Unfortunately, the stigma of Chinese cars remains even after all these years, but is it one that they deserve?
You don’t need to be a rocket scientist to know that the China of a decade ago is a vastly different monster from the China of today. Such is their remarkable rate of progress, one could almost think that they are a completely different country.
Fifteen years ago, there was no Alibaba (owners of Taobao and Alipay, among other tech innovations), there was no Tencent (WeChat, Weibo), there was no Baidu, there was no Huawei or Xiaomi. These days, they are mentioned in the same breath as Western contemporaries like Apple, Google and Amazon. Such has been the rise of the Chinese powers, it won’t be long before they are an everyday part of our lives. For some of us, they already are.
It’s very much the same with the Chinese car industry of today too. The Cherys and Geelys of today are a far cry of the products offered when these companies first started out. Having spent years doing their research and development, and learning from their counterparts in Europe, Japan and Korea, Chinese cars have improved in tremendous leaps and bounds. If you ever get the chance to visit China these days, drop by a showroom and prepare to be shocked.
In some ways, they have even surpassed the standards of Western markets. China is leading a huge push towards eco-mobility, and encouraging the development of green cars. The result is that there are now over 500 manufacturers of electric vehicles in China alone, capable of building 20 million EVs annually. Not all of them will survive long term of course, but those that last the course will end up with products that will vastly improve the breed, for the betterment of our industry and overall EV development.
Along the way, these companies have been given carte blanche to come up with innovations to help them stand out in a ridiculously competitive marketplace.
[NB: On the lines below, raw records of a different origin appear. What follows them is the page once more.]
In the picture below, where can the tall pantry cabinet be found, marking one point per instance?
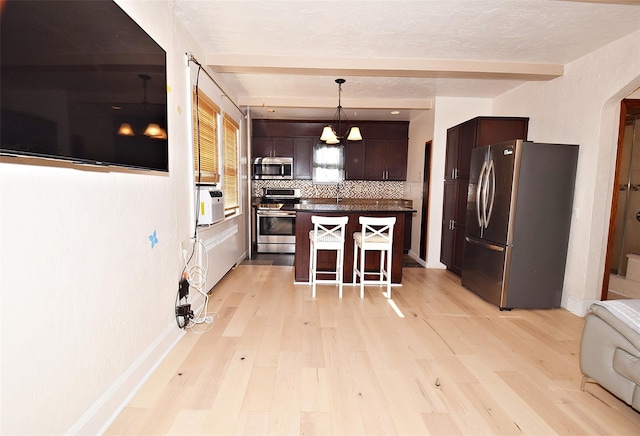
(461, 139)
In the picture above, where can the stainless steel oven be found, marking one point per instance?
(276, 228)
(276, 231)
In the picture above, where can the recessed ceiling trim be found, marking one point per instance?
(415, 68)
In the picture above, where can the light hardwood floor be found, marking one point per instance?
(279, 362)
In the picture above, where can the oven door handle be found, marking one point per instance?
(276, 213)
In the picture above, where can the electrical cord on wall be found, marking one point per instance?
(196, 276)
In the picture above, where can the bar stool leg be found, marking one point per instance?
(339, 263)
(388, 274)
(312, 270)
(362, 256)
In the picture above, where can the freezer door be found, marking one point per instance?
(483, 271)
(474, 222)
(500, 182)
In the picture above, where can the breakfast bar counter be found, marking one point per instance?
(354, 209)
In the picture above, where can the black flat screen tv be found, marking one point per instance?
(82, 82)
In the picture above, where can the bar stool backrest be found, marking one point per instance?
(329, 230)
(377, 232)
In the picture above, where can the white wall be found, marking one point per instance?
(84, 296)
(582, 107)
(420, 131)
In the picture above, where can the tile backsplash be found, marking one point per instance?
(348, 188)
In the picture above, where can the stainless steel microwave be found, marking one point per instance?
(265, 168)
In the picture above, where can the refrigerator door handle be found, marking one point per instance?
(491, 175)
(493, 247)
(480, 196)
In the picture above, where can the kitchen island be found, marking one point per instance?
(354, 209)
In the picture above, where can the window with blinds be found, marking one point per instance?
(230, 156)
(205, 139)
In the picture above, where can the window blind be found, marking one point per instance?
(205, 139)
(230, 155)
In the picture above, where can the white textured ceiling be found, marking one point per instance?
(394, 54)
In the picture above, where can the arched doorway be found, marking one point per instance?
(624, 224)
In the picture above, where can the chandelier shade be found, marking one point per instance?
(331, 135)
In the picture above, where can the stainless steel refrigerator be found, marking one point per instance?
(519, 208)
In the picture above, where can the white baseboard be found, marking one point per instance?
(413, 255)
(103, 412)
(579, 307)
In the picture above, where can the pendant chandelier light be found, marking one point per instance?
(335, 136)
(153, 130)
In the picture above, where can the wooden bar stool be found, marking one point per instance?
(327, 234)
(376, 235)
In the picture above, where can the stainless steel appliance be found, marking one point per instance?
(276, 228)
(265, 168)
(519, 209)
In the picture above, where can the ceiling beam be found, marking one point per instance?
(413, 68)
(323, 103)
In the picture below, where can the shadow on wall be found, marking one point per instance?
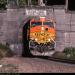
(25, 40)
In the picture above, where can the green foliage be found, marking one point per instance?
(22, 2)
(70, 52)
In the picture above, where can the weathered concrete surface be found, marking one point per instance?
(12, 21)
(34, 65)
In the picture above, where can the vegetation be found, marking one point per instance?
(68, 53)
(3, 4)
(5, 51)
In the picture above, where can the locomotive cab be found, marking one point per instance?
(42, 36)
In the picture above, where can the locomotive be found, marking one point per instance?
(41, 34)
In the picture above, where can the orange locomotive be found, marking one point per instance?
(42, 35)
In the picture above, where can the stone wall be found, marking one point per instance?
(12, 21)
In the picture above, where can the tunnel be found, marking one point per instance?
(54, 2)
(25, 40)
(71, 5)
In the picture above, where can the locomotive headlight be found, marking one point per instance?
(49, 39)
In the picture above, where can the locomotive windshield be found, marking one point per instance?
(36, 23)
(50, 24)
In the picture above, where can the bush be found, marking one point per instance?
(70, 52)
(5, 51)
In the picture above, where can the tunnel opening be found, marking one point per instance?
(71, 5)
(25, 40)
(54, 2)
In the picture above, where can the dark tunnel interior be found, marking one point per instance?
(71, 5)
(54, 2)
(25, 40)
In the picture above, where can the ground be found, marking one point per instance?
(33, 65)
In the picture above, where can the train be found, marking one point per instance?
(42, 35)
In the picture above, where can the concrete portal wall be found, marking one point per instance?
(12, 21)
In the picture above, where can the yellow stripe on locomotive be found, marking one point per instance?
(42, 31)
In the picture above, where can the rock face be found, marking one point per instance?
(13, 20)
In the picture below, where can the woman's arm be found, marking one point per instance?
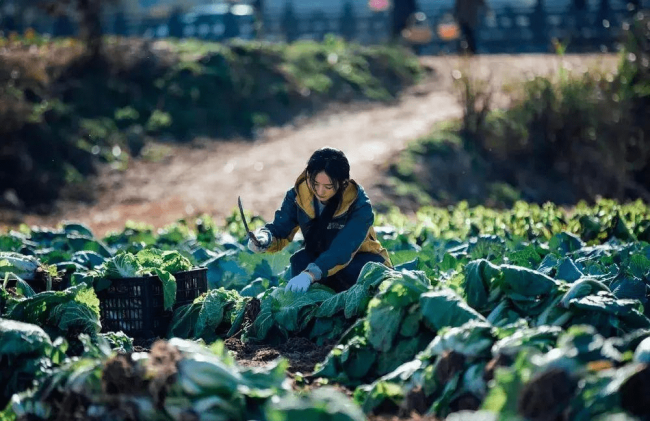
(349, 239)
(285, 223)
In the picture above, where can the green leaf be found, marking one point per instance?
(384, 322)
(443, 308)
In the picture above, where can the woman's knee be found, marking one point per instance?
(299, 261)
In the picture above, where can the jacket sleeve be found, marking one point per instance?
(348, 241)
(285, 223)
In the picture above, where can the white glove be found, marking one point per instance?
(264, 237)
(299, 283)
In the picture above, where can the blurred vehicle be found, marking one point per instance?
(216, 22)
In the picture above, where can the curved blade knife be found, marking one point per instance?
(243, 218)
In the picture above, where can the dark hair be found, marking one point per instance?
(334, 163)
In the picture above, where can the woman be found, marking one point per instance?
(335, 217)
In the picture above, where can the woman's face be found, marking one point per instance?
(323, 187)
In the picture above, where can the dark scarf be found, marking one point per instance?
(316, 238)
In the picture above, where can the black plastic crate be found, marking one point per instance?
(136, 305)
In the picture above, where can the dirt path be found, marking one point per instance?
(207, 176)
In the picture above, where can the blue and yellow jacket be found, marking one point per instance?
(351, 226)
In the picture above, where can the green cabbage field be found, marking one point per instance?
(531, 313)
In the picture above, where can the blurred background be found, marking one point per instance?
(154, 110)
(512, 26)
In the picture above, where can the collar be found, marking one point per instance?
(305, 196)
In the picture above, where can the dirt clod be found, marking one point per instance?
(635, 391)
(121, 375)
(415, 401)
(449, 364)
(546, 396)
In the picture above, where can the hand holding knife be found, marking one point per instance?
(252, 236)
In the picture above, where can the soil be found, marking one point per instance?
(207, 175)
(301, 353)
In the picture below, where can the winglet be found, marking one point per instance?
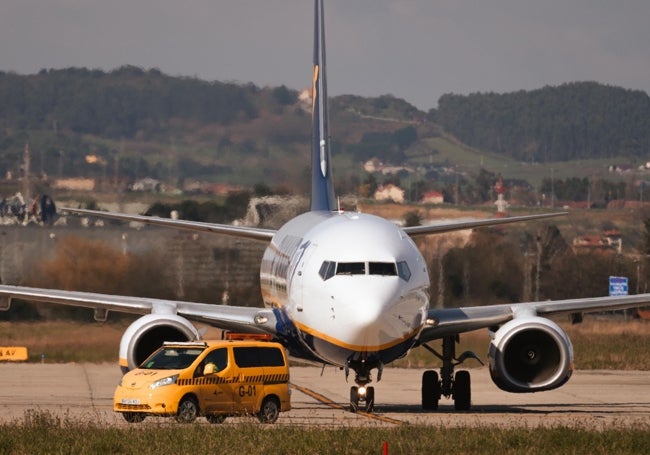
(322, 186)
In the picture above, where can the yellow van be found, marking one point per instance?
(214, 379)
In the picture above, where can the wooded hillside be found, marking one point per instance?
(572, 121)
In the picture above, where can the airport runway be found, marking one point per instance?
(591, 399)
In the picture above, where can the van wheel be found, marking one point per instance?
(133, 417)
(216, 418)
(188, 410)
(270, 410)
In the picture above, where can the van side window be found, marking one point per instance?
(247, 357)
(219, 357)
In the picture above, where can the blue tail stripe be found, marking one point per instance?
(322, 186)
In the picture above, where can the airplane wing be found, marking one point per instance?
(251, 233)
(457, 225)
(451, 321)
(235, 318)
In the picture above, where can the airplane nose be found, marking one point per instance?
(377, 314)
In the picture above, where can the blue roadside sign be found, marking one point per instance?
(617, 285)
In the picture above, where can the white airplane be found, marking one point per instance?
(351, 290)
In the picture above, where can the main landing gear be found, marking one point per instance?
(362, 396)
(456, 386)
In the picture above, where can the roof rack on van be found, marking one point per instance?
(198, 344)
(249, 336)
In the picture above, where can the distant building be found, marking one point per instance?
(390, 192)
(609, 240)
(432, 197)
(75, 184)
(146, 184)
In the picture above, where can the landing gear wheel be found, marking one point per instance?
(133, 417)
(215, 418)
(270, 410)
(354, 399)
(431, 390)
(370, 399)
(462, 392)
(188, 410)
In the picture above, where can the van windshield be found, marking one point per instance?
(171, 359)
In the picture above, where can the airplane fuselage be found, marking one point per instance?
(347, 286)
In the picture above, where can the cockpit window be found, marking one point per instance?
(403, 270)
(382, 268)
(327, 269)
(351, 268)
(330, 268)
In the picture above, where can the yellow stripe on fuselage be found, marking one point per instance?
(354, 347)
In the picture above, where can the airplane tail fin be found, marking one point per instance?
(322, 186)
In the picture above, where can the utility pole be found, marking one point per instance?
(26, 163)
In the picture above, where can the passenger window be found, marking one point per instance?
(382, 268)
(327, 269)
(351, 268)
(403, 270)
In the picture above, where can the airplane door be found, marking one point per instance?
(304, 253)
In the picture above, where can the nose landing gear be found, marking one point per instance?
(456, 386)
(362, 396)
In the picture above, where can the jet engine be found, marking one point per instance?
(147, 334)
(530, 354)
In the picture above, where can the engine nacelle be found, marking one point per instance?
(530, 354)
(147, 334)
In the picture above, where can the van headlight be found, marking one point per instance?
(164, 381)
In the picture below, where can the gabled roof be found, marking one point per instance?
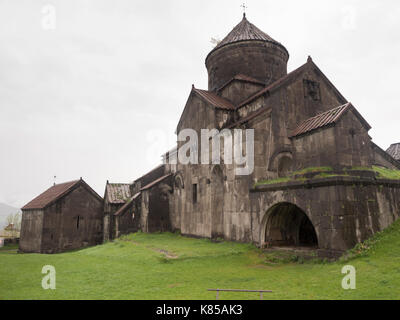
(155, 182)
(394, 151)
(246, 31)
(56, 192)
(117, 193)
(290, 77)
(213, 99)
(243, 78)
(326, 119)
(127, 205)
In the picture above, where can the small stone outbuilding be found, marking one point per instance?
(67, 216)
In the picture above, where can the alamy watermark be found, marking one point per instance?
(237, 149)
(349, 281)
(49, 280)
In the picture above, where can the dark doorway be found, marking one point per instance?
(288, 225)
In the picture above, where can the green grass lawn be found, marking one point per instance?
(169, 266)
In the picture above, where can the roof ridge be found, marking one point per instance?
(321, 120)
(213, 98)
(272, 85)
(46, 198)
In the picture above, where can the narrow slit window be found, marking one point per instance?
(195, 193)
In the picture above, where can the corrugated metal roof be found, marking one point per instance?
(275, 84)
(394, 151)
(322, 120)
(117, 193)
(245, 31)
(155, 182)
(214, 99)
(243, 78)
(127, 205)
(50, 195)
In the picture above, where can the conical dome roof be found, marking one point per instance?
(248, 51)
(246, 31)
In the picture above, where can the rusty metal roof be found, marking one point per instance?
(50, 195)
(243, 78)
(326, 119)
(127, 205)
(214, 100)
(394, 151)
(155, 182)
(246, 31)
(117, 193)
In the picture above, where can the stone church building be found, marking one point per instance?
(318, 180)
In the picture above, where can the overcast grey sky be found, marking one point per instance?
(86, 98)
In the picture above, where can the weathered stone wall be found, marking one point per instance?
(343, 211)
(155, 208)
(62, 231)
(31, 231)
(127, 222)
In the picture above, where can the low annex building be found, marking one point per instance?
(67, 216)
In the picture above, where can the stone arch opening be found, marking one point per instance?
(288, 226)
(217, 203)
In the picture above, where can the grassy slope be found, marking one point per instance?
(134, 268)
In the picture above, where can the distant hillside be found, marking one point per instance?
(6, 210)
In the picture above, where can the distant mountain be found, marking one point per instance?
(5, 211)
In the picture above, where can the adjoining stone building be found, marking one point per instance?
(318, 179)
(116, 196)
(67, 216)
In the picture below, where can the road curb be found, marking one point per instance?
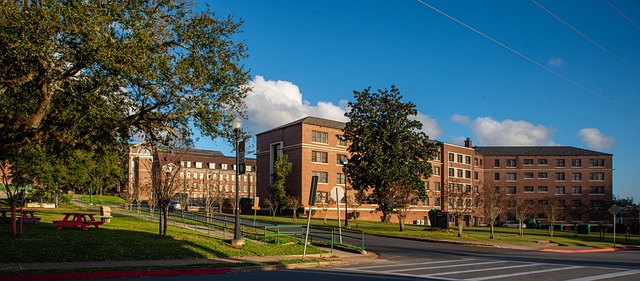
(603, 250)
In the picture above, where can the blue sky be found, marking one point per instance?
(572, 76)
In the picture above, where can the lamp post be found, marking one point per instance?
(237, 235)
(345, 161)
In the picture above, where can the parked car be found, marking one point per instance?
(514, 224)
(175, 205)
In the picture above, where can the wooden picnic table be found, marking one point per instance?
(27, 215)
(78, 220)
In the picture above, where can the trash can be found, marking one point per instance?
(105, 213)
(584, 229)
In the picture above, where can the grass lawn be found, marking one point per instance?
(125, 238)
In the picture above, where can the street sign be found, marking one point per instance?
(337, 193)
(242, 169)
(615, 209)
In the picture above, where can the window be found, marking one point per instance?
(576, 217)
(319, 157)
(340, 158)
(317, 136)
(596, 162)
(577, 190)
(576, 176)
(596, 190)
(576, 163)
(596, 176)
(596, 203)
(341, 141)
(322, 176)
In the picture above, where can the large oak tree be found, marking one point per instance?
(389, 153)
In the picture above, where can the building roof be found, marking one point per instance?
(312, 121)
(536, 151)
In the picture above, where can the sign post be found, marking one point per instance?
(337, 193)
(312, 200)
(614, 210)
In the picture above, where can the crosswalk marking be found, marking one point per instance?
(524, 273)
(481, 269)
(445, 266)
(361, 268)
(607, 276)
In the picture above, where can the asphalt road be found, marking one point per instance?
(401, 259)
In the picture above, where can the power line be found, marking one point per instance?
(586, 37)
(531, 60)
(623, 15)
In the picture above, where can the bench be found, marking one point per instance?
(104, 218)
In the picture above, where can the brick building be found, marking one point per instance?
(202, 173)
(313, 147)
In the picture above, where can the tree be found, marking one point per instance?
(278, 187)
(294, 202)
(553, 211)
(90, 73)
(493, 203)
(388, 151)
(460, 199)
(522, 212)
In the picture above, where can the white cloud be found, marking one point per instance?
(594, 139)
(558, 62)
(510, 133)
(429, 125)
(274, 103)
(462, 119)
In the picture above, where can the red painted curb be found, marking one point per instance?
(113, 274)
(605, 250)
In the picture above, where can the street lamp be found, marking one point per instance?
(345, 161)
(236, 123)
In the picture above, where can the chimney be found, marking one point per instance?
(468, 143)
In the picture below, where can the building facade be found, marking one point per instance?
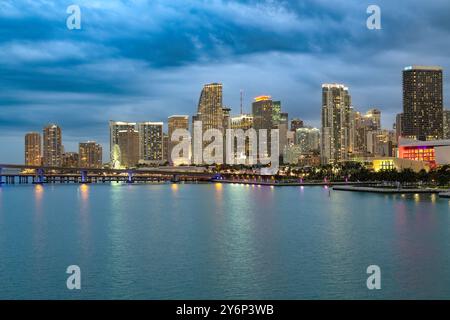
(52, 146)
(210, 107)
(151, 144)
(308, 139)
(446, 126)
(176, 122)
(114, 128)
(128, 144)
(91, 154)
(71, 160)
(422, 103)
(336, 124)
(33, 156)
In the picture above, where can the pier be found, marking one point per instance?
(43, 175)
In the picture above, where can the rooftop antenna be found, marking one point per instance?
(242, 109)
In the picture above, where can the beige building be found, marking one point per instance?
(151, 142)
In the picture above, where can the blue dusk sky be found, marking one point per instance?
(146, 60)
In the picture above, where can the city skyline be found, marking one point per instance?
(86, 75)
(152, 145)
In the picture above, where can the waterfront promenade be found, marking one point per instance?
(393, 190)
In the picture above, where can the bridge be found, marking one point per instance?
(43, 174)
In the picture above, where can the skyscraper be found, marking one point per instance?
(308, 139)
(114, 128)
(399, 126)
(90, 154)
(210, 108)
(176, 122)
(446, 120)
(128, 142)
(374, 116)
(263, 114)
(263, 118)
(151, 142)
(336, 123)
(53, 149)
(361, 126)
(33, 155)
(70, 160)
(422, 103)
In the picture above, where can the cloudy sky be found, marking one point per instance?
(145, 60)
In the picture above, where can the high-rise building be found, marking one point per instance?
(151, 142)
(296, 124)
(33, 155)
(398, 126)
(165, 148)
(336, 123)
(243, 121)
(70, 160)
(374, 117)
(114, 128)
(263, 119)
(128, 142)
(308, 139)
(210, 107)
(422, 103)
(263, 114)
(446, 120)
(174, 123)
(90, 154)
(53, 149)
(380, 143)
(283, 127)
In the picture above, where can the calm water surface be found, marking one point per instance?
(220, 241)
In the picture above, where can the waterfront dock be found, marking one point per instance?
(287, 184)
(444, 194)
(391, 190)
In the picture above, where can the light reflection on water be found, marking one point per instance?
(221, 241)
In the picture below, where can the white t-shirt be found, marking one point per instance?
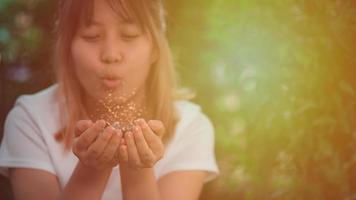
(29, 142)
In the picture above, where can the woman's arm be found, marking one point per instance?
(95, 147)
(142, 150)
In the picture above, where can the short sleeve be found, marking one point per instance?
(193, 149)
(22, 145)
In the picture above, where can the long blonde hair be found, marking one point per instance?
(161, 82)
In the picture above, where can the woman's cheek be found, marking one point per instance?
(83, 59)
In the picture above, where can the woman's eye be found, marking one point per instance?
(130, 36)
(91, 38)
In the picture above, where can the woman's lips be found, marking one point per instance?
(111, 82)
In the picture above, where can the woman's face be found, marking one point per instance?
(111, 55)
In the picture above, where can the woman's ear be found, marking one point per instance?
(154, 54)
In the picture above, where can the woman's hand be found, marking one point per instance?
(95, 145)
(143, 146)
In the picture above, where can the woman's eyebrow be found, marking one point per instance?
(120, 22)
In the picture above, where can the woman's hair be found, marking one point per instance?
(161, 81)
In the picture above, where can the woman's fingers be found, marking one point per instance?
(157, 127)
(133, 157)
(146, 155)
(82, 126)
(123, 155)
(87, 138)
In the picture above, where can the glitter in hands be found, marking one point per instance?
(121, 111)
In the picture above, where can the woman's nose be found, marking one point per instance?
(111, 53)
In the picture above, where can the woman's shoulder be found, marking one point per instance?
(192, 118)
(39, 100)
(39, 106)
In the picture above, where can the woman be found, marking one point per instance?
(113, 126)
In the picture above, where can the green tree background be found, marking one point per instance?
(277, 78)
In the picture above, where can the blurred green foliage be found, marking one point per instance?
(277, 78)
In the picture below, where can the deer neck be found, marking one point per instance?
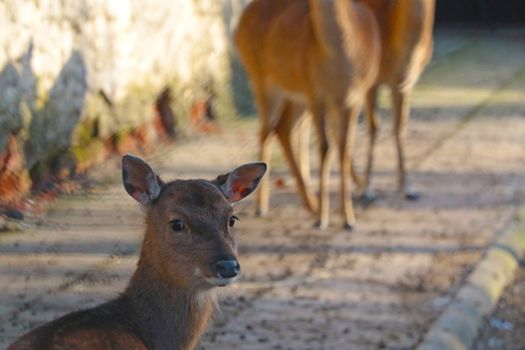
(167, 315)
(332, 22)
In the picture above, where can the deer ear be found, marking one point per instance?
(139, 180)
(241, 182)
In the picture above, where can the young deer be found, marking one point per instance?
(322, 54)
(406, 36)
(188, 249)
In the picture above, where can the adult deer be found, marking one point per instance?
(406, 36)
(188, 250)
(322, 54)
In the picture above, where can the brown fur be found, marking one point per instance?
(169, 301)
(406, 36)
(323, 54)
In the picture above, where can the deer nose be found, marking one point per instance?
(227, 268)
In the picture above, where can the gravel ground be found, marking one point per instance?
(379, 287)
(505, 328)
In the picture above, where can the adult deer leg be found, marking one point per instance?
(401, 114)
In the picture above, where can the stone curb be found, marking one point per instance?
(457, 327)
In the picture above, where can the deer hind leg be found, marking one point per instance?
(400, 108)
(345, 140)
(325, 155)
(270, 108)
(372, 122)
(305, 124)
(290, 116)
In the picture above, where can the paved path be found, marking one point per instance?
(379, 287)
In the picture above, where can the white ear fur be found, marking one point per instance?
(139, 180)
(242, 181)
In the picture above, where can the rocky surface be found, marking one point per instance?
(76, 74)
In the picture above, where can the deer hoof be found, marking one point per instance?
(411, 195)
(321, 225)
(348, 227)
(261, 212)
(367, 198)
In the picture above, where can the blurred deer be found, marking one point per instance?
(188, 250)
(406, 36)
(322, 54)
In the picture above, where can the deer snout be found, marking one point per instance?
(227, 268)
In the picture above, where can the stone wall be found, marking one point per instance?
(75, 74)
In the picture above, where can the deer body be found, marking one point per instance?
(321, 54)
(188, 251)
(406, 36)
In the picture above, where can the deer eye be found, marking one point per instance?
(177, 225)
(232, 220)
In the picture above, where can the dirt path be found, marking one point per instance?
(379, 287)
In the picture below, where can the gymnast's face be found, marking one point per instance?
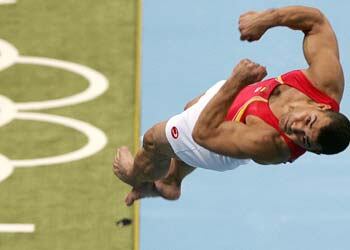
(303, 125)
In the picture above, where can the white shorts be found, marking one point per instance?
(179, 134)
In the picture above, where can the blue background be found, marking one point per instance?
(187, 47)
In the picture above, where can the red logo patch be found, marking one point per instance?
(174, 132)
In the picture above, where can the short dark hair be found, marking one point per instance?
(335, 137)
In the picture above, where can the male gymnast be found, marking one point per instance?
(245, 117)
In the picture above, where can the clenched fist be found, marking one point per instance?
(252, 26)
(247, 72)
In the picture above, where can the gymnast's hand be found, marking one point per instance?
(247, 72)
(252, 26)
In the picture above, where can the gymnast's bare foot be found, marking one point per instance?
(163, 188)
(123, 165)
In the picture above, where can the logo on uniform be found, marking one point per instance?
(174, 132)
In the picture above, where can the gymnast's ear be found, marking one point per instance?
(323, 106)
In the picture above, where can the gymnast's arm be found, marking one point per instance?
(320, 44)
(211, 131)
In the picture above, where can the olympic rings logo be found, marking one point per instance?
(9, 110)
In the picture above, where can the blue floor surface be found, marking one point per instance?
(187, 47)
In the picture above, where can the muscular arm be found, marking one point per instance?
(214, 133)
(320, 43)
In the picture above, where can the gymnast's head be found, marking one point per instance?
(317, 128)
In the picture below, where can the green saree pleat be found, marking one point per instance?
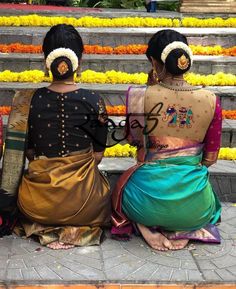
(182, 201)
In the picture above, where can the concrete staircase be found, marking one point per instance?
(115, 265)
(221, 174)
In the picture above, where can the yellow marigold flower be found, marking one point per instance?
(227, 153)
(89, 21)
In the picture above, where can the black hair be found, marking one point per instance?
(157, 44)
(62, 36)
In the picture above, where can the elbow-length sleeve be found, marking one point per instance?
(212, 139)
(99, 143)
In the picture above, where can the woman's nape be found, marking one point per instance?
(170, 57)
(63, 48)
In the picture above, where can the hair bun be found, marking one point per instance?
(178, 61)
(61, 68)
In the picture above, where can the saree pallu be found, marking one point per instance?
(184, 201)
(65, 199)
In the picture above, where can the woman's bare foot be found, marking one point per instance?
(155, 240)
(179, 244)
(59, 245)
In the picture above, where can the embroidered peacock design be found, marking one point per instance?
(178, 116)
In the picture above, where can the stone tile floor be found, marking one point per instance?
(25, 260)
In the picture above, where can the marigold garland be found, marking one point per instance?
(5, 110)
(121, 49)
(114, 77)
(89, 21)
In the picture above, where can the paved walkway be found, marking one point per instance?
(113, 261)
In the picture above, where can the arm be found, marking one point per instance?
(213, 138)
(1, 136)
(101, 132)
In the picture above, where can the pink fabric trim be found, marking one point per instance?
(213, 136)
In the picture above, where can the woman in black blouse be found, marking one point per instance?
(64, 198)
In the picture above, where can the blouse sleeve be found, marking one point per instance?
(99, 144)
(212, 139)
(1, 136)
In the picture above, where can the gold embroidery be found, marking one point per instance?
(62, 68)
(183, 62)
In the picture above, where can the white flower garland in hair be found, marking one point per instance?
(176, 45)
(59, 52)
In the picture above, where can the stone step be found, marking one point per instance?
(222, 175)
(128, 63)
(225, 37)
(114, 94)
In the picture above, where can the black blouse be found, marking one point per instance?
(61, 123)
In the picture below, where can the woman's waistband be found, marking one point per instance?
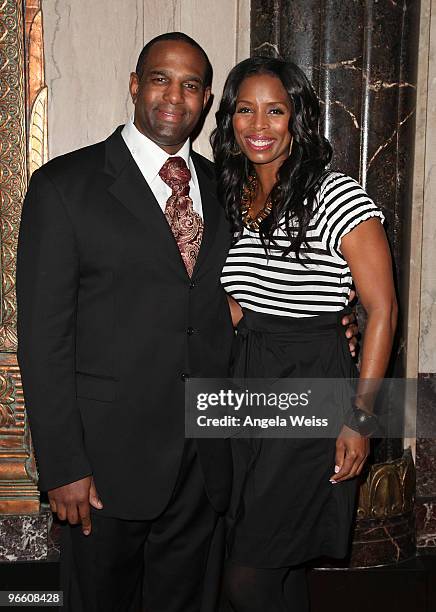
(272, 324)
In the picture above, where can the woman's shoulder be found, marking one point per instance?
(334, 181)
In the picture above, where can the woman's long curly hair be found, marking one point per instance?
(293, 196)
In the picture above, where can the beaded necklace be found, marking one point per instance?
(248, 194)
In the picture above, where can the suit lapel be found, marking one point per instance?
(132, 191)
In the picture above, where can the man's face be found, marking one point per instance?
(170, 96)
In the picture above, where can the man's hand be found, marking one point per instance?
(72, 502)
(349, 321)
(352, 449)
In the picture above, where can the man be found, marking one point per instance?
(118, 306)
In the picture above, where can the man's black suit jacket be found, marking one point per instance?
(110, 325)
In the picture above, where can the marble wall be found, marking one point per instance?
(422, 320)
(91, 48)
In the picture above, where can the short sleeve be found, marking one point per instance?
(345, 204)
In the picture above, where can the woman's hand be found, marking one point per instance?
(235, 310)
(352, 450)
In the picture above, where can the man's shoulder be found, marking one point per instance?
(204, 163)
(84, 161)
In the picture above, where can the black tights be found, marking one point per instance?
(251, 589)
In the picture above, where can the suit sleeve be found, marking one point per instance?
(47, 289)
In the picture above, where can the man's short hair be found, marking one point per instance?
(175, 36)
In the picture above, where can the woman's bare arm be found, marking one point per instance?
(367, 253)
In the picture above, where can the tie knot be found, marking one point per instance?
(176, 174)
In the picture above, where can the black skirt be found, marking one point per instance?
(284, 510)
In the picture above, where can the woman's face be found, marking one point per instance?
(261, 120)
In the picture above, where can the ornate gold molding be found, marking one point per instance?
(23, 102)
(389, 489)
(13, 171)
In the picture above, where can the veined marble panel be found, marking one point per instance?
(427, 352)
(91, 48)
(215, 25)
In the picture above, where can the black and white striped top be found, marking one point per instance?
(321, 281)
Geely-owned Lynk & Co, for one, offers a unique subscription model, where one can sign up for a monthly plan to drive off with one of their cars, in much the same way you would sign up for a mobile phone line, something that is designed to appeal to the millennial generation of today. Meanwhile, the Xiaopeng G3 is an electric compact SUV that comes with remote control parking, something that only premium manufacturers like BMW and Audi are only beginning to introduce.
The Chinese automotive tentacles have even reached out to other parts of the automotive world. The most obvious example has to be Geely, which has bolstered its global reputation by taking ownership of Volvo, and have significant stakes in Proton and Lotus. Many Chinese carmakers have partnerships and joint ventures with foreign manufacturers (a requirement for carmakers if they want to produce cars in China), so it’s inevitable that there will be some degree of technology and knowledge transfer in the process.
Chinese cars offer a much greater value proposition than before, and while there are currently no distributors who plan to bring in any Chinese brands again, don’t be surprised to see them on our roads in the near future. In fact, we already have seen the emergence of the Chinese back here, with Volvo announcing that the S90 will now be imported from China. Resistance is futile, so best embrace the revolution.